It’s not just Windows that gets malware

Seemingly immune for so long, here's a reminder that MacOS and Linux need to protect themselves against malware, too.
24 March 2023
Getting your Trinity Audio player ready...

It’s accepted as a given that running Windows software means staying vigilant to protect against malware attacks. Frequent security scans are all part of the Windows experience, so says the ever-so-slightly smug MacOS user who can’t imagine how awful a susceptibility to hacking must be.

There’s a mythologized idea that Apple’s MacBooks are immune to to malware — so, you clever consumers with deeper-than-average pockets needn’t worry about system security.

To state the obvious: that’s not true. If you aren’t going to preventatively protect against malwareware, it’s best not to use your MacBook in ways that essentially invite it in. For example, the $300 that Final Cut Pro costs might make downloading a large pirated file from a torrent appealing, especially with the false confidence of using not-a-Windows-PC.
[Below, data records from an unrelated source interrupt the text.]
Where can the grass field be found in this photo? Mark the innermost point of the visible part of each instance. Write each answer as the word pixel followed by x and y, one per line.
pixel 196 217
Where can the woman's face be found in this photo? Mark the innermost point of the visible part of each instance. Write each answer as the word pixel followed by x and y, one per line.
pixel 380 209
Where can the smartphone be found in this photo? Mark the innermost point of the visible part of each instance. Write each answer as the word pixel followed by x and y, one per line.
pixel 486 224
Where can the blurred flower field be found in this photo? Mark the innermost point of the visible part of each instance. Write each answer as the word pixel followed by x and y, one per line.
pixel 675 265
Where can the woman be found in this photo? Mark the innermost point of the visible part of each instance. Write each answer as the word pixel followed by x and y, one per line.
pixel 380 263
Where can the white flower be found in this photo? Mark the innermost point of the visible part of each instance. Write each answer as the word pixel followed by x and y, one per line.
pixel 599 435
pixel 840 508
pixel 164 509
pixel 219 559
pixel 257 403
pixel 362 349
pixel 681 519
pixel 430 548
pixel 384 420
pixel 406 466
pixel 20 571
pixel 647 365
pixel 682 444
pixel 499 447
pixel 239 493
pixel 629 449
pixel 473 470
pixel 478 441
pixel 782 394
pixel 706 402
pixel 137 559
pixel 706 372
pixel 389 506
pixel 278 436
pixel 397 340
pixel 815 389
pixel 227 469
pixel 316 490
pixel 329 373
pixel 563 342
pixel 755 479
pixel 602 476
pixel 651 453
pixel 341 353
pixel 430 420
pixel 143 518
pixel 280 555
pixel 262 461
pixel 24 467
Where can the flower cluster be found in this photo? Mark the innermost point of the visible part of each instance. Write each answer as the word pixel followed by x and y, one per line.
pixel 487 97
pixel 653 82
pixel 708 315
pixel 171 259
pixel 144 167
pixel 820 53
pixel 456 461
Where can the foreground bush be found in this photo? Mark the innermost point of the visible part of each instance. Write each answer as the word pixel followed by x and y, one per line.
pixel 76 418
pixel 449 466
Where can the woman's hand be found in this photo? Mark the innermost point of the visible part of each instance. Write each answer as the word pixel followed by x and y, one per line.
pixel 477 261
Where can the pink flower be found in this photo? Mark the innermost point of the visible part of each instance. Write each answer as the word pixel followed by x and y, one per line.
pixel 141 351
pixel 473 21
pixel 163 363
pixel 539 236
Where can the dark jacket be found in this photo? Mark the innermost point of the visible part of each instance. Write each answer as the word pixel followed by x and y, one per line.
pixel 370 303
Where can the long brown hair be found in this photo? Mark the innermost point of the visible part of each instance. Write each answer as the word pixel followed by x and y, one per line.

Security researchers at Jamf have found that torrents on The Pirate Bay, claiming to contain Final Cut Pro are instead distributing cryptojacking malware to Macs. On installation of the pirated version of “Final Cut Pro”, users will see a message saying that the file is damaged and can’t be opened. Behind the scenes, the Mac is covertly mining cryptocurrency on behalf of cybercriminals, using up CPU cycles.

Traditionally adware was the most widespread type of MacOS malware, but as Apple’s ARM processors continue to advance, they’ll get more attractive for crypto-mining, which will benefit from high processing power.

Part of the reason why this malware has been so successful could be psychological. As well as the false sense of security that Apple marketing encourages, users won’t be surprised when the download seemingly doesn’t work — of course the hyper-secure MacOS wouldn’t allow the illegal download of a free version of one of its more commonly-used applications.

This leaves the malware to run behind the scenes; if the user does realise that they’ve downloaded ransomware, they’re unlikely to be honest with security and IT teams about how it got there.

Everyone must protect against malware

The bad actor responsible for the poisoned Final Cut Pro torrents has uploaded numerous other malicious payloads that mine cryptocurrency, and has been doing so since 2019. Many of the malware packages are among the most widely shared versions of their respective titles.

Historically, Windows has been low-hanging fruit for bad actors. However, as the processing power of Apple begins to draw their attention, so too is the mass-usage of Linux making it an appealing target.

Compared to Windows, Linux is more difficult to infiltrate with ransomware, especially at scale. Typical infection vectors like phishing or drive-by download aren’t effective, because most Linux systems in productions are headless servers (run without a traditional desktop where users interact with the system). Often, the feat of taking on Linux seemed pointless with Windows being such an easy target.

However, the world increasingly runs on Linux. A major takedown of the server stands to have massive impact, and hacks are beginning to hit it. Bad actors are exploiting application vulnerabilities, as demonstrated by IceFire, who have previously focused only on attacking Windows.

Linux versions of IceFire ransomeware have been found to have intruded on several media and entertainment sector organizations worldwide. Observations currently indicate that the attackers deployed the ransomware by exploiting CVE-2022-47986, a deserialization vulnerability in IBM Aspera Faspex file sharing software.

The hack sees IceFire drop a ransom note from an embedded resource in the binary, written to each directory targeted for file encryption. It contains a hardcoded username and password that are required to log in to the ransom payment portal hosted on a Tor-hidden service.
Traced to the group because the Linux version’s Onion hostname matches the hostname that ransomware trackers tie to IceFire, including attacks targeting Windows, the evolution shows the increasing popularity of ransomware targeting Linux for 2023.

Long-term Windows users may be able to sit back with some satisfaction as previously “immune” software comes under new fire. They shouldn’t get too comfortable, however. As long as the Windows desktop predominates, soo too will the number of malware instances that target the platform.